Automated Mechanisms to Discover AI/ML Models Across Environments
Organizations must implement automated mechanisms to continuously discover AI/ML models across
cloud, on-prem, SaaS, and runtime environments. Below are practical approaches used in real-world scenarios.
1. Cloud-Native Discovery
- Integrate with AWS SageMaker, Azure ML, GCP Vertex AI
- Use APIs to list models and endpoints
- Schedule periodic discovery scans
- Auto-tag assets with owner, environment, and risk
Tools: AWS Config, Azure Resource Graph, GCP Asset Inventory
2. MLOps Platform Integration
- Integrate with MLflow, Kubeflow, Databricks
- Sync model registry and experiment tracking
- Track model versions and datasets
- Capture deployment status
3. Code Repository Scanning
- Scan GitHub, GitLab, Bitbucket repositories
- Detect model files (.pkl, .onnx, .h5)
- Identify ML libraries (TensorFlow, PyTorch)
- Detect model loading patterns
joblib.load("fraud_model.pkl")
4. API & Endpoint Discovery
- Scan API gateways (Kong, Apigee, AWS API Gateway)

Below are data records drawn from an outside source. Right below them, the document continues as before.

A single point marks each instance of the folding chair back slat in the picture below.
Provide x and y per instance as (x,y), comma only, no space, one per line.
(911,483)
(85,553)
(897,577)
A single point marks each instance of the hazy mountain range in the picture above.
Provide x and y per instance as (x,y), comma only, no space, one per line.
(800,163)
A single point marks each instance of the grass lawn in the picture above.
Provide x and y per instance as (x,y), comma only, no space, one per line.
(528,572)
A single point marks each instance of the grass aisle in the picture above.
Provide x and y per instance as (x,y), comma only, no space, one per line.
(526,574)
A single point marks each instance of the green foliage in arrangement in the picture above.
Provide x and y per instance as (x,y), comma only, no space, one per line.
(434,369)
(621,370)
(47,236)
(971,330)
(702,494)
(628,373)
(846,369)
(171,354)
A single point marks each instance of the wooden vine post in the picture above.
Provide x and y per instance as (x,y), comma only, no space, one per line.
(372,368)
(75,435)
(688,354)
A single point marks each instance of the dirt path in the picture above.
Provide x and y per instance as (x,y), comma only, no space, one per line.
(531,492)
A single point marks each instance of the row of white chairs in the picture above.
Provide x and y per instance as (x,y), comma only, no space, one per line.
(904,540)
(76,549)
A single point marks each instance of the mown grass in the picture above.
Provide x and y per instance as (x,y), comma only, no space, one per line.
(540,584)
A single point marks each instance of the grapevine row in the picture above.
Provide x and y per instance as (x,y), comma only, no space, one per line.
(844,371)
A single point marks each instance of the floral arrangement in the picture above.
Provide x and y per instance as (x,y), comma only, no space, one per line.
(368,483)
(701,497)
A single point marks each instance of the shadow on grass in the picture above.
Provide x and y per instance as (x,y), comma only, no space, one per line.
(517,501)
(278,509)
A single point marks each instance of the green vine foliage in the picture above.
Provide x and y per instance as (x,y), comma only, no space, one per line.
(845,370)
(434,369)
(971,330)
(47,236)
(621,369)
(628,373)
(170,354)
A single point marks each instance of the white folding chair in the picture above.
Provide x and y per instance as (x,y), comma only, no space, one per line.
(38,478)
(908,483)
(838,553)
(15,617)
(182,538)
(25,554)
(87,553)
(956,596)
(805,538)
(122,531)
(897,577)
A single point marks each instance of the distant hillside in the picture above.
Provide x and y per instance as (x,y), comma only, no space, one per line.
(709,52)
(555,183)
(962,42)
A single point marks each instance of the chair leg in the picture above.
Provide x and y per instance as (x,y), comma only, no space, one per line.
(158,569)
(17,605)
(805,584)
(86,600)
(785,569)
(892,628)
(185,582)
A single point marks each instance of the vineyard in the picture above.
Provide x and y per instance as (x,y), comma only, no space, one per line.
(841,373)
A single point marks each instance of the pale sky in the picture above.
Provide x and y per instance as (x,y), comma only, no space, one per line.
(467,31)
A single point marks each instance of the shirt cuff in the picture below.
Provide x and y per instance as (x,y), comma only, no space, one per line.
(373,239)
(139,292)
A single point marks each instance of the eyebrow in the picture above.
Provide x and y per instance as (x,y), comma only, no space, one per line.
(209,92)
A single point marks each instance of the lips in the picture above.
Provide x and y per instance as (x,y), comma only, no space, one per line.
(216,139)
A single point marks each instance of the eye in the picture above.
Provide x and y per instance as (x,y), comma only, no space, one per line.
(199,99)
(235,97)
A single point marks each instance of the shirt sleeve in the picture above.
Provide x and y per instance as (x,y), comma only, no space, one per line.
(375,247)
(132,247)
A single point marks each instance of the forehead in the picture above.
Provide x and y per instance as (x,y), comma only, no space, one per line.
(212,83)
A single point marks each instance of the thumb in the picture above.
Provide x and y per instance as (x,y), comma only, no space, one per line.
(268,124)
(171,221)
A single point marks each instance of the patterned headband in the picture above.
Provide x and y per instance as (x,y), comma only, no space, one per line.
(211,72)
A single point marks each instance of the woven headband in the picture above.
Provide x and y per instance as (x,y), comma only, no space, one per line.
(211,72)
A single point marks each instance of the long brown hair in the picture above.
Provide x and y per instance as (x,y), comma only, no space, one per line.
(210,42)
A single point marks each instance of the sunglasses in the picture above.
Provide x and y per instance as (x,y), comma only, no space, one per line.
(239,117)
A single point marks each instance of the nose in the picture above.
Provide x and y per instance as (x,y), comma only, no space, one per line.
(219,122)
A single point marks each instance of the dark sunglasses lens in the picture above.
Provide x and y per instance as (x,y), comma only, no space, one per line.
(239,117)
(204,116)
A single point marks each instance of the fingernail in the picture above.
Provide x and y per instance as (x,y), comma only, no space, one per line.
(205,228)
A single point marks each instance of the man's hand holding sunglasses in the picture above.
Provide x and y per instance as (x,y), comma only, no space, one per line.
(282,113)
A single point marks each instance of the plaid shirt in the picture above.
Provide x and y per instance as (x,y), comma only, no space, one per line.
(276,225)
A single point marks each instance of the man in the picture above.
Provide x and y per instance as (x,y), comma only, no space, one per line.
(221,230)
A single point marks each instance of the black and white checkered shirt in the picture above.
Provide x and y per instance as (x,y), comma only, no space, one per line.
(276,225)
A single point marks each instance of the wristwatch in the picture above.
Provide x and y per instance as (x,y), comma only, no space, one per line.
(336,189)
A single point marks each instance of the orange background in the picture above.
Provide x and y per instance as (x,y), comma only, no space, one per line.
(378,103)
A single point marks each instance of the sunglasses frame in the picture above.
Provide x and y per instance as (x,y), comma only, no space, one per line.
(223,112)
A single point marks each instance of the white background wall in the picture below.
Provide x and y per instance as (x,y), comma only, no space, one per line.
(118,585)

- Detect endpoints like /predict, /generate
- Monitor exposure of AI services
GenAI applications often exist only as APIs and are not formally registered.
5. Runtime / Infrastructure Scanning
- Monitor Kubernetes, Docker, and VM workloads
- Detect GPU usage patterns
- Identify ML serving frameworks (TensorFlow Serving, TorchServe)

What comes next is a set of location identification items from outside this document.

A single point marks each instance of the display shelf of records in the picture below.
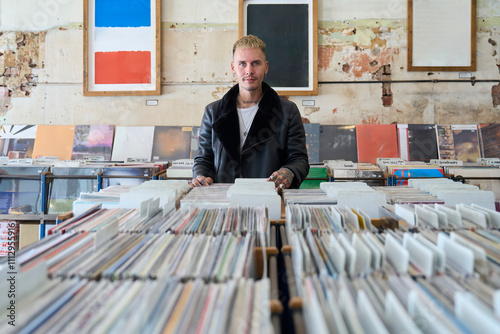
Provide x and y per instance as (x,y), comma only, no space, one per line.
(347,272)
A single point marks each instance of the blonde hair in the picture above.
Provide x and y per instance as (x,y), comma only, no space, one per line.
(249,42)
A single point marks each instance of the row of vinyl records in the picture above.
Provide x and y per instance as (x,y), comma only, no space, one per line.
(393,281)
(358,143)
(361,277)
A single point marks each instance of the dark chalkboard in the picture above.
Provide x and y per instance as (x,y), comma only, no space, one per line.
(290,42)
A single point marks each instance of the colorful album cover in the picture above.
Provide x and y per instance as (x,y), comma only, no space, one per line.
(93,141)
(133,143)
(171,143)
(376,141)
(54,141)
(338,142)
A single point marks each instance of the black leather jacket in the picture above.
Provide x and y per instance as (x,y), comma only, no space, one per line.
(276,139)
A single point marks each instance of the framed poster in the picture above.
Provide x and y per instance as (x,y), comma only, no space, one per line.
(289,29)
(441,35)
(122,47)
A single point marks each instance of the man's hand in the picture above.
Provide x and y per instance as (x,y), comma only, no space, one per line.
(201,181)
(282,178)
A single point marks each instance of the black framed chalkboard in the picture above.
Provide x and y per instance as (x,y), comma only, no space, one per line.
(289,29)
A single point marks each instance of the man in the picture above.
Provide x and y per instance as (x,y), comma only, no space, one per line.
(251,131)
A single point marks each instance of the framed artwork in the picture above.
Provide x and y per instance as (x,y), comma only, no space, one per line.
(122,47)
(441,35)
(289,29)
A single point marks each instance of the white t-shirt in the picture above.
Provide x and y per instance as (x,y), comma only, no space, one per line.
(245,117)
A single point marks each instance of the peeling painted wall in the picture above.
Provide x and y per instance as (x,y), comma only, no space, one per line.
(361,42)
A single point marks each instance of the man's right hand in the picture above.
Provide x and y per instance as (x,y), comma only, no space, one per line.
(201,181)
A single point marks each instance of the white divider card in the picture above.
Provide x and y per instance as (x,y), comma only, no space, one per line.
(453,217)
(320,263)
(496,303)
(475,216)
(475,315)
(335,187)
(397,255)
(352,219)
(406,213)
(337,216)
(457,256)
(368,201)
(367,220)
(105,234)
(350,253)
(308,267)
(396,317)
(313,319)
(479,253)
(298,262)
(16,285)
(439,255)
(420,256)
(425,217)
(423,313)
(363,255)
(271,201)
(483,198)
(143,206)
(369,318)
(337,254)
(168,208)
(153,208)
(288,223)
(442,219)
(377,250)
(491,215)
(348,308)
(331,295)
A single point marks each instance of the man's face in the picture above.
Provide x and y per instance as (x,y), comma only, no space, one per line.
(249,66)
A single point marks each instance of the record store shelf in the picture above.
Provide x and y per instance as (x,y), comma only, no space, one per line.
(45,179)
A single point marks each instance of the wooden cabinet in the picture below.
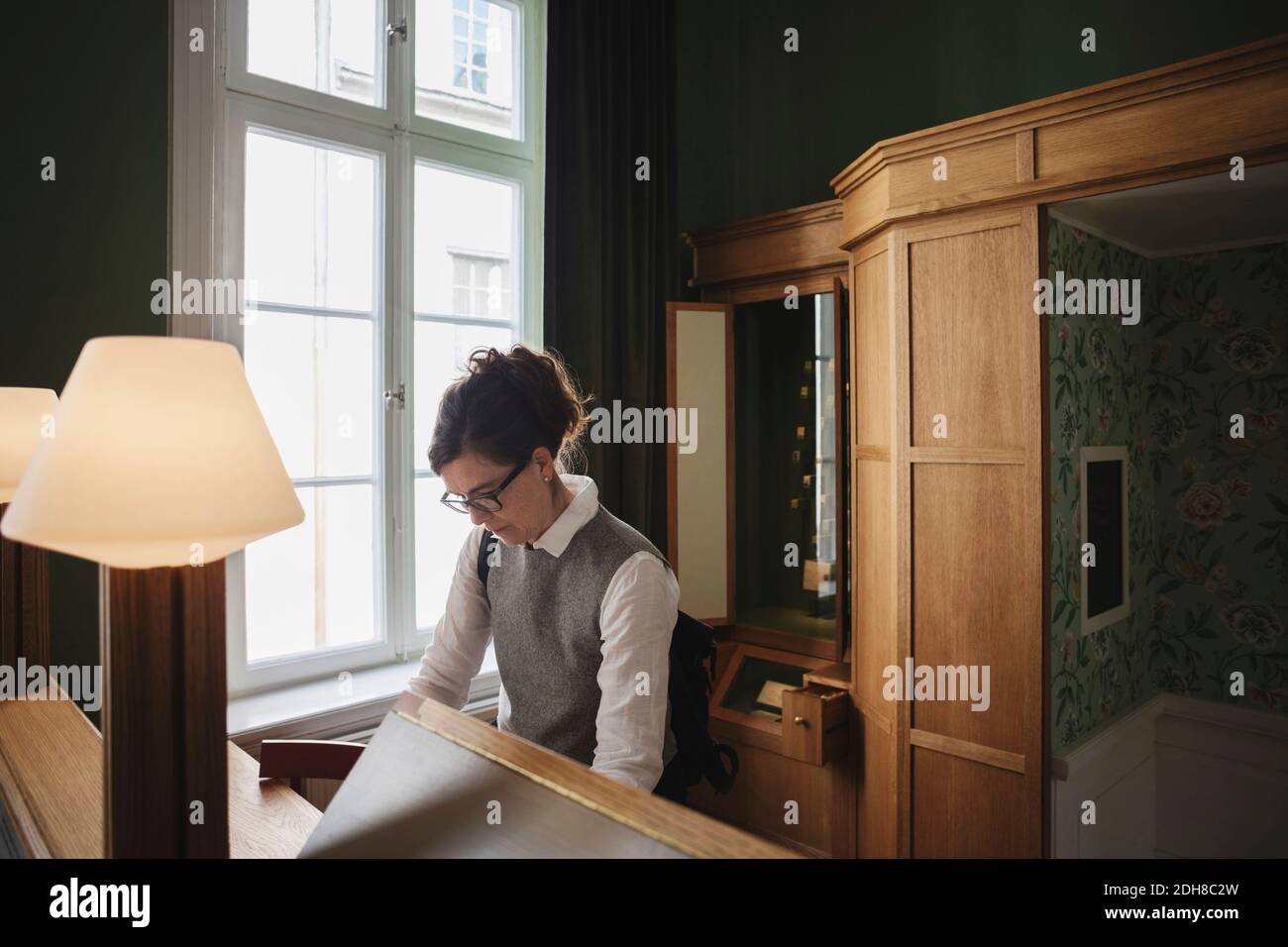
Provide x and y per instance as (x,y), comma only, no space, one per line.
(758,531)
(947,361)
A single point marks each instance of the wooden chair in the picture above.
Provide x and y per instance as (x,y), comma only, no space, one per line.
(307,759)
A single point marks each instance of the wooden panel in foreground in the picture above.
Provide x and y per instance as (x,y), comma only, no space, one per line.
(437,784)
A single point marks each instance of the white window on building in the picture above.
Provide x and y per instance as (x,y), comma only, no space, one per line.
(481,285)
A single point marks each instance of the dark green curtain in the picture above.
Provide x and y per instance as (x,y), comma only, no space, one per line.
(610,241)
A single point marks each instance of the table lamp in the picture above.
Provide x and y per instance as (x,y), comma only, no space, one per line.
(26,419)
(161,466)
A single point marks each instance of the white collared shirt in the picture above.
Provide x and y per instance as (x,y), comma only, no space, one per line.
(635,618)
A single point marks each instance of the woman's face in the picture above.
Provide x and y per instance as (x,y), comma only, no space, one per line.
(526,502)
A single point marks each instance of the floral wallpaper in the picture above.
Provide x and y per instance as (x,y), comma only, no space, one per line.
(1209,532)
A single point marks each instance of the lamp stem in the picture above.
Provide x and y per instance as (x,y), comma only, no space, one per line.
(165,714)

6. SaaS & Shadow AI Discovery
- Monitor usage of ChatGPT, Copilot, Gemini
- Use CASB/SSE tools (Netskope, Defender for Cloud Apps)

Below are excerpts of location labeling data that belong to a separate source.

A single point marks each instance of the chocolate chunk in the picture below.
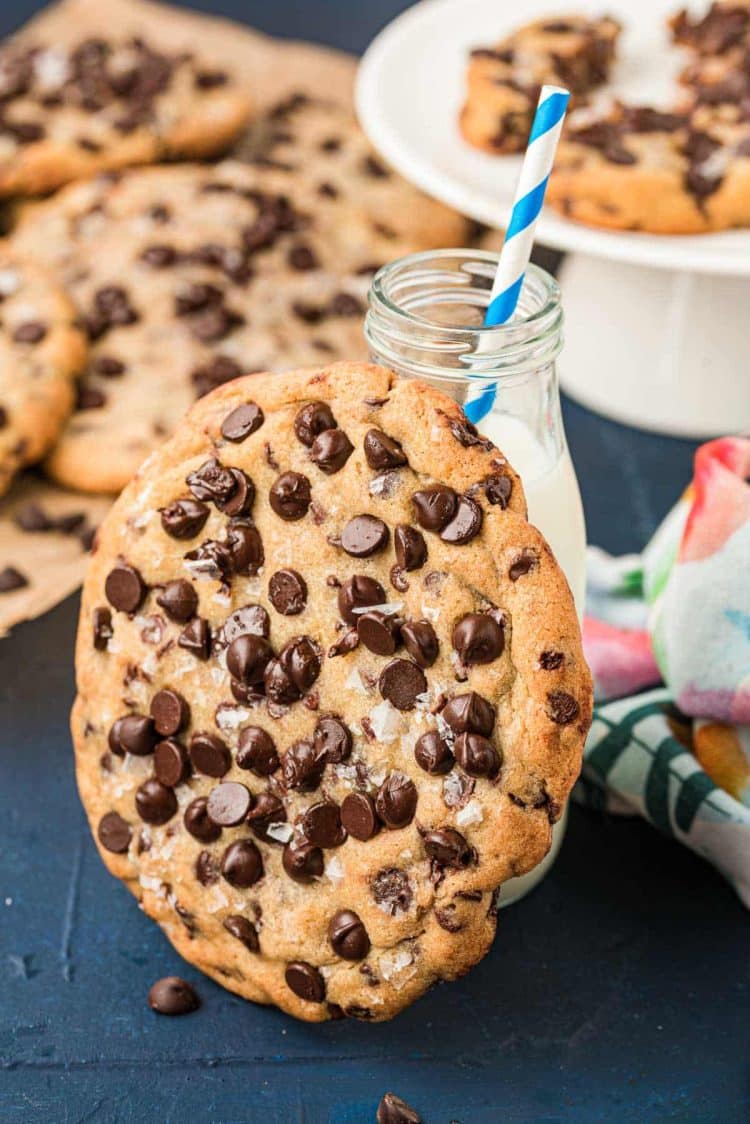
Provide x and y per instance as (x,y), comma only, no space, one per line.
(421,642)
(410,547)
(242,864)
(313,419)
(469,714)
(172,996)
(258,751)
(359,592)
(171,762)
(303,861)
(114,833)
(197,821)
(333,739)
(433,754)
(478,637)
(179,599)
(170,712)
(124,588)
(561,708)
(476,755)
(228,804)
(396,800)
(290,496)
(244,931)
(209,754)
(184,518)
(288,592)
(331,450)
(305,981)
(382,452)
(322,824)
(348,935)
(401,682)
(155,803)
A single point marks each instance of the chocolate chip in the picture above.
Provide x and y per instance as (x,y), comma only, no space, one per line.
(258,751)
(228,804)
(382,452)
(171,762)
(331,450)
(305,981)
(313,419)
(170,712)
(288,592)
(114,833)
(410,547)
(184,518)
(561,708)
(179,599)
(469,714)
(421,642)
(478,637)
(242,422)
(476,755)
(359,592)
(209,754)
(348,935)
(322,824)
(303,861)
(290,496)
(433,754)
(396,800)
(155,803)
(401,682)
(242,864)
(244,931)
(125,588)
(172,996)
(198,823)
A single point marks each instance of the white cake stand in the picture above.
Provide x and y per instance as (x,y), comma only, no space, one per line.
(658,327)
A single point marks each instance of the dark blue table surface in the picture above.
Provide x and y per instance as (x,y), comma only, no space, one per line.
(616,991)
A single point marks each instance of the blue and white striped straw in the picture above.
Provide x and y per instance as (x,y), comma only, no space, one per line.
(520,235)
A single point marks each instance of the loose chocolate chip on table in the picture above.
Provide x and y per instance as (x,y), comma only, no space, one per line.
(382,452)
(322,824)
(179,599)
(114,833)
(305,981)
(359,592)
(348,935)
(184,518)
(288,592)
(242,864)
(242,422)
(209,754)
(172,996)
(243,930)
(396,800)
(125,588)
(469,714)
(433,754)
(198,823)
(155,803)
(401,682)
(421,642)
(290,496)
(228,804)
(171,762)
(477,755)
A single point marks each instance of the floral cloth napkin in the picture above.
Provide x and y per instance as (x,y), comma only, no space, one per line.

- Detect unauthorized API key usage
Shadow AI is one of the highest-risk areas in AI security.
7. Data Pipeline Inspection
- Scan Airflow, Spark, and ETL pipelines
- Detect inference steps like model.predict()
- Track feature engineering workflows
model.predict(data)
8. CMDB & Asset Correlation
- Integrate with ServiceNow or asset management tools
- Link models with applications and datasets
- Build AI asset relationship graphs
Key Takeaway
AI discovery requires a combination of cloud scanning, code analysis, API monitoring,
and runtime inspection.
The biggest risk comes from unknown or shadow AI systems — discovering them is critical.